My shoulders curved, not just in submission, but under the sheer mass of missing him. I missed him so violently that my knees buckled from the longing, not the command.

I bent, a sob locked behind my teeth, my hand reaching out, trembling toward the paper.

Then—impact.

A searing, white-hot corona of pain exploded across the back of my skull. The world dissolved into a symphony of terrible sounds—the ceramic shriek of the mug exploding, the wet, hot deluge soaking through my hair and uniform, my own gasp choked by steam.

The smell of bitter coffee engulfed me, but all I could smell for a split second was the stale, terrified scent of our bedroom four years ago.

The heat on my neck wasn't coffee; it was the memory of his skin going cold against mine.

I stumbled forward, my hand smacking the wet floor, the paper disintegrating into pulp beneath my palm.

A shard of the mug—white with a delicate gold rim, from a set Bran bought her for a birthday long ago—lay next to my fingers, gleaming like a cruel smile.

The physical pain was a gateway.

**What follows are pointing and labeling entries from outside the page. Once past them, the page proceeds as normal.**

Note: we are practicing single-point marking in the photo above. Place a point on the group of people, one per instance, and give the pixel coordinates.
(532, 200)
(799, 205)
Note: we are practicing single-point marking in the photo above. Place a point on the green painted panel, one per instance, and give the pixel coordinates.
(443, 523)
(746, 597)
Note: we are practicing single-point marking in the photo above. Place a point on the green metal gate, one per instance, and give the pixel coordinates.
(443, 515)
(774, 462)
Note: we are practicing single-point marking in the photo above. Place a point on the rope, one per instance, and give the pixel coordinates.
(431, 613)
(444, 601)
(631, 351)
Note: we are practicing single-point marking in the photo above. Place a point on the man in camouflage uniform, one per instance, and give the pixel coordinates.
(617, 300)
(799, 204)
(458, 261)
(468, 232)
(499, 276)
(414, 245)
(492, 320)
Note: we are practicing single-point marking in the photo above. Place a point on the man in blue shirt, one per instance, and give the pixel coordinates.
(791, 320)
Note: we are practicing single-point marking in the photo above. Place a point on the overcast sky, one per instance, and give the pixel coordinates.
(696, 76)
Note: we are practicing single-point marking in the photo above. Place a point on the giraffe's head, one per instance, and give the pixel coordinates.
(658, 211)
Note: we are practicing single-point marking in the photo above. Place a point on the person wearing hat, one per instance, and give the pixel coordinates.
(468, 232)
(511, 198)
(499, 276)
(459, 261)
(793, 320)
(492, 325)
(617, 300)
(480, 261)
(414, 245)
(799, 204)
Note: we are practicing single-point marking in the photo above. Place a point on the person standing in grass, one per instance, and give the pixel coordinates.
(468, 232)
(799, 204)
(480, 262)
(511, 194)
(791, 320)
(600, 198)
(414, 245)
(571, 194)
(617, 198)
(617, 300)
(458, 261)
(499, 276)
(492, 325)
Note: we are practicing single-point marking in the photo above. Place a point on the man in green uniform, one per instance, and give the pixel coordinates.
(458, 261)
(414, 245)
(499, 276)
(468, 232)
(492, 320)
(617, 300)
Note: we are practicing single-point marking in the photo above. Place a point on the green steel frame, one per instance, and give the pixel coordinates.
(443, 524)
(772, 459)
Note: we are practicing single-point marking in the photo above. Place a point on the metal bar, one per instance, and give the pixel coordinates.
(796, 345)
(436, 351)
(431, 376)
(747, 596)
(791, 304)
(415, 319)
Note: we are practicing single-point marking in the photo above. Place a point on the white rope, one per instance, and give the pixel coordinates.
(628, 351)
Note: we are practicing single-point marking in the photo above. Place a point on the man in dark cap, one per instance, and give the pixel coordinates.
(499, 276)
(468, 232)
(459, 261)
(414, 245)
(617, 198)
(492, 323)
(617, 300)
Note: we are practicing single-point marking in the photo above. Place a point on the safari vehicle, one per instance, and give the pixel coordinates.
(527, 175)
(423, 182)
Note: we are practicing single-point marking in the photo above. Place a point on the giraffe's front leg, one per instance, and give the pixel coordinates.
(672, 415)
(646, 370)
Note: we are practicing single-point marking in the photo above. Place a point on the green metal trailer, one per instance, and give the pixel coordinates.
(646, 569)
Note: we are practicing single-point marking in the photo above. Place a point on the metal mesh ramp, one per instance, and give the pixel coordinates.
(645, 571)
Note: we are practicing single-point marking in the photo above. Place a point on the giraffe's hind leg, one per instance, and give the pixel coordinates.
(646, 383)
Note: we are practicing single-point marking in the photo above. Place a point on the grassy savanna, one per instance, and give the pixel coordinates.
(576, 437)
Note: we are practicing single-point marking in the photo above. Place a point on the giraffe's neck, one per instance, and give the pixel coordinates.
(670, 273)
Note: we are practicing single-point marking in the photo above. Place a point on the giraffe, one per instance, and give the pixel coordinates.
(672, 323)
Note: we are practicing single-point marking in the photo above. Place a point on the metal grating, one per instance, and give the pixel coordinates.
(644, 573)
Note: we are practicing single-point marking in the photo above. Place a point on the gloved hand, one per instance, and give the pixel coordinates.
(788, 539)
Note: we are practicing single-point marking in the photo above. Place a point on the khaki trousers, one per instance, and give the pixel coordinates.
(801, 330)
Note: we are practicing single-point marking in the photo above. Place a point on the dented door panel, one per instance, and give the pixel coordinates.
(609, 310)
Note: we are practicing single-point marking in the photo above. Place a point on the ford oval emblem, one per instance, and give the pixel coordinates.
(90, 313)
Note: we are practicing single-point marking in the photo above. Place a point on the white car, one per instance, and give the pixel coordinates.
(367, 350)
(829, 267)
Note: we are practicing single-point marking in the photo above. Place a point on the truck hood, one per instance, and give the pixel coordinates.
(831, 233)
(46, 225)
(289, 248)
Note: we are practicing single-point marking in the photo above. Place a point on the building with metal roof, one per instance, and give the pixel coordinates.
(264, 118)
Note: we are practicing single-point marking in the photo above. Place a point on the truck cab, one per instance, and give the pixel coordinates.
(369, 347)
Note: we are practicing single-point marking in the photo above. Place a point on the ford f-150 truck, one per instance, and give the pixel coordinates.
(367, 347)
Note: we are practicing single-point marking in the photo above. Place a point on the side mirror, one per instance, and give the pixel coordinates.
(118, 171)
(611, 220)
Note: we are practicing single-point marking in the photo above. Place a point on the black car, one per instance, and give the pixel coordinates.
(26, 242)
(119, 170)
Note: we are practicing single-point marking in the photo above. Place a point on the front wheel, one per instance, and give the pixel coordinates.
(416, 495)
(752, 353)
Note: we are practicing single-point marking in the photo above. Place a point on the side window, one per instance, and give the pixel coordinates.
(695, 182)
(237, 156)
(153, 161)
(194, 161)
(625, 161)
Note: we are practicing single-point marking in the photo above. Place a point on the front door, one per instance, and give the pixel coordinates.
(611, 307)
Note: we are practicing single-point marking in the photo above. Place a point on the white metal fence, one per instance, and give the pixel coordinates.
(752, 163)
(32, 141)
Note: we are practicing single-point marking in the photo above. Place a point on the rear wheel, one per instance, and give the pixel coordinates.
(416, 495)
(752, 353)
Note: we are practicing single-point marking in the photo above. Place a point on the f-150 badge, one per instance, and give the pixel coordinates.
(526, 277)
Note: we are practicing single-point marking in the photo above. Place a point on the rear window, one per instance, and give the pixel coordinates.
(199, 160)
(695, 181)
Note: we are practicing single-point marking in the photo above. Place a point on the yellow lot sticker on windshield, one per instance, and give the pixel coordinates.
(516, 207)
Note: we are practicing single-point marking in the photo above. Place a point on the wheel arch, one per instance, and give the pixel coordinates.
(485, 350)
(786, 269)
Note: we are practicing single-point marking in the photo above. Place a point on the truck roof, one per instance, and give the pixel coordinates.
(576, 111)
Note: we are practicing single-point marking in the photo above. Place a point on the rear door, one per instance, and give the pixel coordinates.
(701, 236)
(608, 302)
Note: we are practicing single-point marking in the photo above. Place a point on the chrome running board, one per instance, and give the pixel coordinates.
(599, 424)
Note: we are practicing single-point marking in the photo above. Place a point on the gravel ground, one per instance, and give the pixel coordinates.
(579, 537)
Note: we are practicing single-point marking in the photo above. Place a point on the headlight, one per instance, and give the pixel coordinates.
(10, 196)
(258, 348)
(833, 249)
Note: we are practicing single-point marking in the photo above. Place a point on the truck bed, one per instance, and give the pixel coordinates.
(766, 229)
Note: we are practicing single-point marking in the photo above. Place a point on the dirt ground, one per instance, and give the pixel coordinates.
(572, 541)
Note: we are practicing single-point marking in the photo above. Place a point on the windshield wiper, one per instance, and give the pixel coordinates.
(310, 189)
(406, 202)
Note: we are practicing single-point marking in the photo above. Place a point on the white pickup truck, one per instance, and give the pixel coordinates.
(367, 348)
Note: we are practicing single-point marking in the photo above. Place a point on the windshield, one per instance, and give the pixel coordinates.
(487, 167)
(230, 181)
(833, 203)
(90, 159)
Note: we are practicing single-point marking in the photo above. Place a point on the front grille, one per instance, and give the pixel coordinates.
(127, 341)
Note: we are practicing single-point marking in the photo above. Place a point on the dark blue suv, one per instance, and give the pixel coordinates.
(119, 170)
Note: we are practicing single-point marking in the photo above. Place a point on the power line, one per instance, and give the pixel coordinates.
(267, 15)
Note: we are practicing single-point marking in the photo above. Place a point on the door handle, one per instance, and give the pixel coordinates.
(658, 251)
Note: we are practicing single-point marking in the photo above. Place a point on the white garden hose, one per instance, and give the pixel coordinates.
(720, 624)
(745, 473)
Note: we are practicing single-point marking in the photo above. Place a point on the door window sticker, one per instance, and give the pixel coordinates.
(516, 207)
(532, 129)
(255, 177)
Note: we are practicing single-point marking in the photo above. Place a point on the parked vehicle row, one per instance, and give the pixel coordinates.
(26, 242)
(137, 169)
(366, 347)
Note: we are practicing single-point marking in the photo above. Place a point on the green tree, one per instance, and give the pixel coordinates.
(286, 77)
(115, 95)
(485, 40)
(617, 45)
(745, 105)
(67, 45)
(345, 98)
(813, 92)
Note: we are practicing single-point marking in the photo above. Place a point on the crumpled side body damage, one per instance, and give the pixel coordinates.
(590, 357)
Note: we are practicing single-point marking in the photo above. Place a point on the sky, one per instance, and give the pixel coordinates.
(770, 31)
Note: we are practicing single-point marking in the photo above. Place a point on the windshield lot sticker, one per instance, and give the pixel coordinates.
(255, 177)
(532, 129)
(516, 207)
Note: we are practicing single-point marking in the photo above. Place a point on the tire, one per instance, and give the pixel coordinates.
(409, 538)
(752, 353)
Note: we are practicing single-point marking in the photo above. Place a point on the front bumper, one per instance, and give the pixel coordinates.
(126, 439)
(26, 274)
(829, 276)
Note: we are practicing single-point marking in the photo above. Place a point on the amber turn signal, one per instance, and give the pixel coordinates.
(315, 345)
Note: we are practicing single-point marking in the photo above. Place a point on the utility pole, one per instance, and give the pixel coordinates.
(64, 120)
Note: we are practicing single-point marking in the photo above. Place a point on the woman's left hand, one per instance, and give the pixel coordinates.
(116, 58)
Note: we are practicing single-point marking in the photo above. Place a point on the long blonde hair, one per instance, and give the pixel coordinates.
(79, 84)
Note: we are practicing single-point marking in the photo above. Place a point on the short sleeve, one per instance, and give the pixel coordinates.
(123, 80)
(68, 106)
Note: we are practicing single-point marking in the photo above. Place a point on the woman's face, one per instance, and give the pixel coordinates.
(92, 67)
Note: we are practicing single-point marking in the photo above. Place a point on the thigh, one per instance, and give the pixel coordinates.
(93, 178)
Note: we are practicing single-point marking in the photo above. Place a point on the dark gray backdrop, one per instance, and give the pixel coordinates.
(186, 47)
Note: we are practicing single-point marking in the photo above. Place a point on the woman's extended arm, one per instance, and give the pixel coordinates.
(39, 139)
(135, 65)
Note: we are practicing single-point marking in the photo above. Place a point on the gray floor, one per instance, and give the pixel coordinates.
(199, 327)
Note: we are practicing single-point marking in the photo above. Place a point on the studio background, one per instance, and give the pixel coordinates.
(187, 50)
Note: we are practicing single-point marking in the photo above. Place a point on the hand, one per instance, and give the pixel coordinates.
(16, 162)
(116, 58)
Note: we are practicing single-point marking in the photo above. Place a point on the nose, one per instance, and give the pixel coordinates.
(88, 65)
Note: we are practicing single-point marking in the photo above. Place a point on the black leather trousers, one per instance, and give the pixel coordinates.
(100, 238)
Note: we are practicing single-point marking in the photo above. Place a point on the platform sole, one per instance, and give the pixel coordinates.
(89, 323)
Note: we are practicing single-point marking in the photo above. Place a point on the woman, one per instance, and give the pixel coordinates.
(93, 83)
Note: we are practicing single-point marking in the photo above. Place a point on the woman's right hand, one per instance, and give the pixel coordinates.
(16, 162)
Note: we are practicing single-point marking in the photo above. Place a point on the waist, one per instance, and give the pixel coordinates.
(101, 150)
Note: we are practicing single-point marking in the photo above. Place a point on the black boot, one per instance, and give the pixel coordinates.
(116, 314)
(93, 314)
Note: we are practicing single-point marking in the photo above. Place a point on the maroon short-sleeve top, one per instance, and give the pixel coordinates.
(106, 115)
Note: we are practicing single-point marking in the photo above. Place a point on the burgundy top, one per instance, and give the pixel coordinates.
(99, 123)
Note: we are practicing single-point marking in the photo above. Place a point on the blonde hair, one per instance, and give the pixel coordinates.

It flung me back into the oldest, deepest hurt. The humiliation was fresh, but the grief was ancient, a bedrock layer of my soul.

The hot liquid seeped through to my skin, and I couldn't tell if I was burning now or then, if I was crying for the stain on my uniform or the eternal stain on my life.

Bran...my love was gone and It was all my fault!

She hadn't just wanted to hurt me. She wanted to touch the bruise that never healed. She wanted to prove that the pain was still there, raw and available, just under the surface.

In the stunned, ringing silence, as coffee dripped from my hair onto the ruined paper, the rules didn't just feel gone. They felt like they had never existed. There was only the before, and the after, and this endless, terrible now.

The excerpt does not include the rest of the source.